Scientific classification
- Kingdom: Plantae
- Clade: Embryophytes
- Clade: Tracheophytes
- Clade: Spermatophytes
- Clade: Angiosperms
- Clade: Eudicots
- Order: Santalales
- Family: Loranthaceae
- Genus: Amyema
- Species: A. bifurcata
- Binomial name: Amyema bifurcata (Benth.) Tiegh.
- Synonyms: Amyema ferruginiflora (W.Fitzg.) Danser Amyema xylochlamys Danser Loranthus bifurcatus Benth. Loranthus ferruginiflorus W.Fitzg. Loranthus ferruginiflorus var. linearifolius Blakely Loranthus pendulus var. taeniifolius Domin Xylochlamys queenslandica Domin

= Amyema bifurcata =

- Genus: Amyema
- Species: bifurcata
- Authority: (Benth.) Tiegh.
- Conservation status: LC
- Synonyms: Amyema ferruginiflora (W.Fitzg.) Danser, Amyema xylochlamys Danser, Loranthus bifurcatus Benth., Loranthus ferruginiflorus W.Fitzg., Loranthus ferruginiflorus var. linearifolius Blakely, Loranthus pendulus var. taeniifolius Domin, Xylochlamys queenslandica Domin

Species of epiphyte

Amyema bifurcata is an epiphytic, flowering, hemiparasitic plant of the family Loranthaceae native to Australia and found in Western Australia, the Northern Territory, Queensland and New South Wales.

==Description==
Its inflorescence is an umbel of two or more pairs of flowers, which have rusty corollas covered with dense intertwined hairs.
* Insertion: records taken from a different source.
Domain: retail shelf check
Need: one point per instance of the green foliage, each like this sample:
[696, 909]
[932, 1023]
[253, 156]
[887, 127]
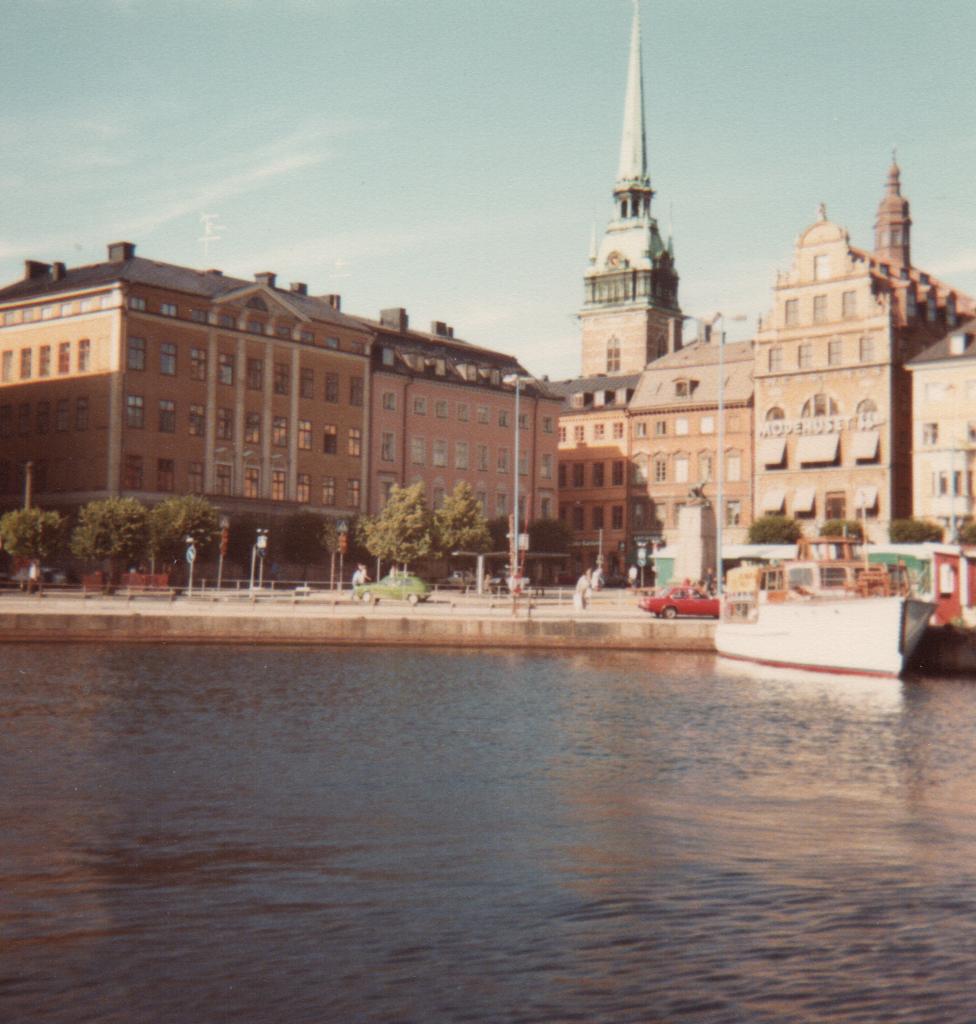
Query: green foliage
[550, 537]
[176, 518]
[33, 534]
[116, 528]
[404, 530]
[843, 527]
[460, 523]
[914, 530]
[774, 529]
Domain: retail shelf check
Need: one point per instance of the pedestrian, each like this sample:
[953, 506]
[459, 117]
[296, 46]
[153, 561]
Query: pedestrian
[581, 596]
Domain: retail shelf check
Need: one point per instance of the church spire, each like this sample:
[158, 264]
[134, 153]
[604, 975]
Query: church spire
[633, 165]
[893, 225]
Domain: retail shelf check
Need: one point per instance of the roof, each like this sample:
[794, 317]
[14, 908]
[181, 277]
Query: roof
[210, 285]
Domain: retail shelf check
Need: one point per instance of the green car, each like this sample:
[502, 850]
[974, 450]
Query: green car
[401, 587]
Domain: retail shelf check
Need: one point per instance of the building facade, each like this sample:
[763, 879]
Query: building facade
[442, 413]
[833, 395]
[944, 430]
[137, 378]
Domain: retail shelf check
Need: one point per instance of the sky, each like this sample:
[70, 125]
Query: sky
[453, 157]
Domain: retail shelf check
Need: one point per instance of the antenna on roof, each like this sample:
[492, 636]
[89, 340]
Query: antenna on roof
[209, 220]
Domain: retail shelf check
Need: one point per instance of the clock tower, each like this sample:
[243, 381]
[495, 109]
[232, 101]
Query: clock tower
[630, 314]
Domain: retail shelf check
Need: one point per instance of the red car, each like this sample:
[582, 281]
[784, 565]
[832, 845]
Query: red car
[681, 601]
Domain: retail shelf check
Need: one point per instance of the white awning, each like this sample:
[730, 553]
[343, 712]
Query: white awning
[817, 448]
[771, 451]
[865, 498]
[772, 500]
[864, 444]
[803, 500]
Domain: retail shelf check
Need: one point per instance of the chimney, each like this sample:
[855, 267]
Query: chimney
[120, 251]
[35, 268]
[394, 317]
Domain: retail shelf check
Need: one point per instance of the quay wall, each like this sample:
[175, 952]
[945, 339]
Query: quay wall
[371, 630]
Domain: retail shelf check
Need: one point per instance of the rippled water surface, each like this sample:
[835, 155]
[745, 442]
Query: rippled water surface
[206, 835]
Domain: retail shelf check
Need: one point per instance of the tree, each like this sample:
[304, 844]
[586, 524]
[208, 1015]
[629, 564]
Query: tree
[176, 518]
[32, 534]
[550, 537]
[404, 530]
[774, 529]
[116, 528]
[460, 523]
[914, 530]
[844, 527]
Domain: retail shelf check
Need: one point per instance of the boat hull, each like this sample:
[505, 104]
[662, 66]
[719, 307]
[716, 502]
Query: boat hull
[871, 636]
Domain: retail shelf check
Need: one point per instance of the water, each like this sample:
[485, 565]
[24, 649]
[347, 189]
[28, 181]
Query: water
[207, 835]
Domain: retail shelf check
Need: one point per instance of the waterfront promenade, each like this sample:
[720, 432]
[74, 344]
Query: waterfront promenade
[448, 620]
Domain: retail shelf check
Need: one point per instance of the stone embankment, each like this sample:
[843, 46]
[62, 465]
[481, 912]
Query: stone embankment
[614, 624]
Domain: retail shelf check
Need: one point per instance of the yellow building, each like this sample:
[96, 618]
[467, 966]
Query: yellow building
[944, 429]
[833, 396]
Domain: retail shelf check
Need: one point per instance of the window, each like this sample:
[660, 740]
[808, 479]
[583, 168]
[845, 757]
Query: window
[252, 428]
[197, 421]
[223, 479]
[135, 359]
[132, 472]
[303, 487]
[224, 424]
[198, 364]
[167, 416]
[134, 411]
[225, 368]
[168, 358]
[165, 474]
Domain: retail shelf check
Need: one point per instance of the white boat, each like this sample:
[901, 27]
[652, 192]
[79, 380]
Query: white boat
[829, 610]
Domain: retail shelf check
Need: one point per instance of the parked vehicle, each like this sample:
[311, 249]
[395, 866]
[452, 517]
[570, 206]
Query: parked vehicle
[681, 601]
[401, 587]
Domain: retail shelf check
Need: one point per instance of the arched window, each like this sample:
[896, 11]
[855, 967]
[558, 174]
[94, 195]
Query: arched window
[819, 404]
[613, 356]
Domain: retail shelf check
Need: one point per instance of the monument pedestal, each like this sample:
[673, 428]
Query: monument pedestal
[695, 543]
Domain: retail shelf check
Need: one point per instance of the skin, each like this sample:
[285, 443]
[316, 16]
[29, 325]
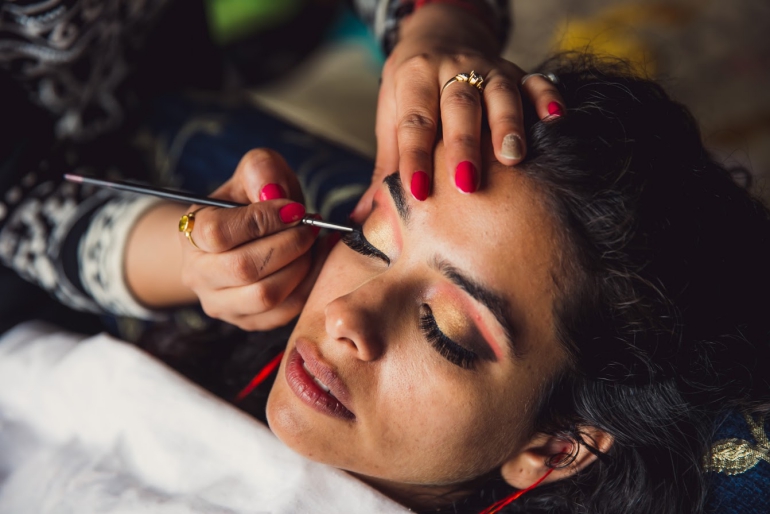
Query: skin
[422, 425]
[435, 43]
[264, 272]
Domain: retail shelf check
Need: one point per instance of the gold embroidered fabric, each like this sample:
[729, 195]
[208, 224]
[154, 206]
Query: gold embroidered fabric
[735, 456]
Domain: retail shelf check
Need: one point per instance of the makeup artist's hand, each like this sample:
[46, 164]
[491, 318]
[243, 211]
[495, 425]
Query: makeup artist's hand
[436, 43]
[253, 266]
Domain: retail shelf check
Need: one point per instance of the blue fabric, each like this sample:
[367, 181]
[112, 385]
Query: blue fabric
[747, 492]
[204, 141]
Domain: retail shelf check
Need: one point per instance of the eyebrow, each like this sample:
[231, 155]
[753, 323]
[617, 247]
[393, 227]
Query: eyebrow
[496, 304]
[396, 188]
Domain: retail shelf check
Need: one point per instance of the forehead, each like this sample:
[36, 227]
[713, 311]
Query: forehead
[503, 235]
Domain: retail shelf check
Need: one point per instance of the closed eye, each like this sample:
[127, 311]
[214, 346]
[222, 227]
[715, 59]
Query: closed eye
[356, 241]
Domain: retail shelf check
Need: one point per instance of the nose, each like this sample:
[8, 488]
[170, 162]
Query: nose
[356, 322]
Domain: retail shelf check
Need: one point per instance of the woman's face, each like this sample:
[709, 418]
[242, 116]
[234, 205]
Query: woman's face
[434, 346]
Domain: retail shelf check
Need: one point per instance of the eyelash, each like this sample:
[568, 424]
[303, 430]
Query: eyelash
[357, 242]
[447, 348]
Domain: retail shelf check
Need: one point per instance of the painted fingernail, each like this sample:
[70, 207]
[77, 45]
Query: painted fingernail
[315, 229]
[511, 147]
[291, 212]
[465, 177]
[555, 109]
[271, 192]
[420, 185]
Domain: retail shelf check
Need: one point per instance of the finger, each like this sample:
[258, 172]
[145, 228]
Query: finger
[258, 298]
[544, 95]
[220, 230]
[262, 174]
[506, 120]
[417, 115]
[294, 303]
[386, 161]
[254, 261]
[461, 119]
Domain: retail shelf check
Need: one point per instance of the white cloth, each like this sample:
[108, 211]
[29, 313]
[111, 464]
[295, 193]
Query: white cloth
[98, 426]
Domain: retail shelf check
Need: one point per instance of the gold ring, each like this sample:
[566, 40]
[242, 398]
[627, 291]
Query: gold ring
[187, 223]
[471, 78]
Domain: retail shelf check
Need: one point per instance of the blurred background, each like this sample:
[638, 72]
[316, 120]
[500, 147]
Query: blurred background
[712, 55]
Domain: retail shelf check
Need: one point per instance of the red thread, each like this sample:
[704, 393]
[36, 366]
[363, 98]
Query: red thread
[495, 507]
[260, 377]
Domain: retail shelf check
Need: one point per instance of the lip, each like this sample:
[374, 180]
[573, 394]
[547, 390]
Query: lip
[336, 402]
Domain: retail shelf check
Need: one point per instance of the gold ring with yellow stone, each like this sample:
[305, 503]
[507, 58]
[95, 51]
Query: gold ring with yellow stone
[187, 223]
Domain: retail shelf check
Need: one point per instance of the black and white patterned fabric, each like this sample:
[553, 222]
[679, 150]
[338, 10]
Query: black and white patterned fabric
[65, 83]
[71, 56]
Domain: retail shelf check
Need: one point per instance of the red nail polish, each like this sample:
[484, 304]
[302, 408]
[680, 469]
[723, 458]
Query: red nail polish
[292, 212]
[554, 109]
[315, 229]
[420, 185]
[465, 177]
[271, 192]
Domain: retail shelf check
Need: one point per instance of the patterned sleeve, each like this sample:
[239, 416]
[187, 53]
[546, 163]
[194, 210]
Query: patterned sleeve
[383, 17]
[68, 240]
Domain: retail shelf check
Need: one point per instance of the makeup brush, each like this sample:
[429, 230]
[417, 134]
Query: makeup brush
[182, 197]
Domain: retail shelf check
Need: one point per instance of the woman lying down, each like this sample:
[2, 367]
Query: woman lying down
[589, 329]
The fruit is globular, and the bract enlarges under the fruit. The leaves are flat.

==Ecology==
Amyema bifurcata is found on some 22 Eucalypt species, five Angophora species, on Acacia acuminata and on Nitraria billardierei.

==Taxonomy==
It was first described by Bentham in 1867 as Loranthus bifurcatus, with its genus being changed to Amyema by Tieghem in 1894.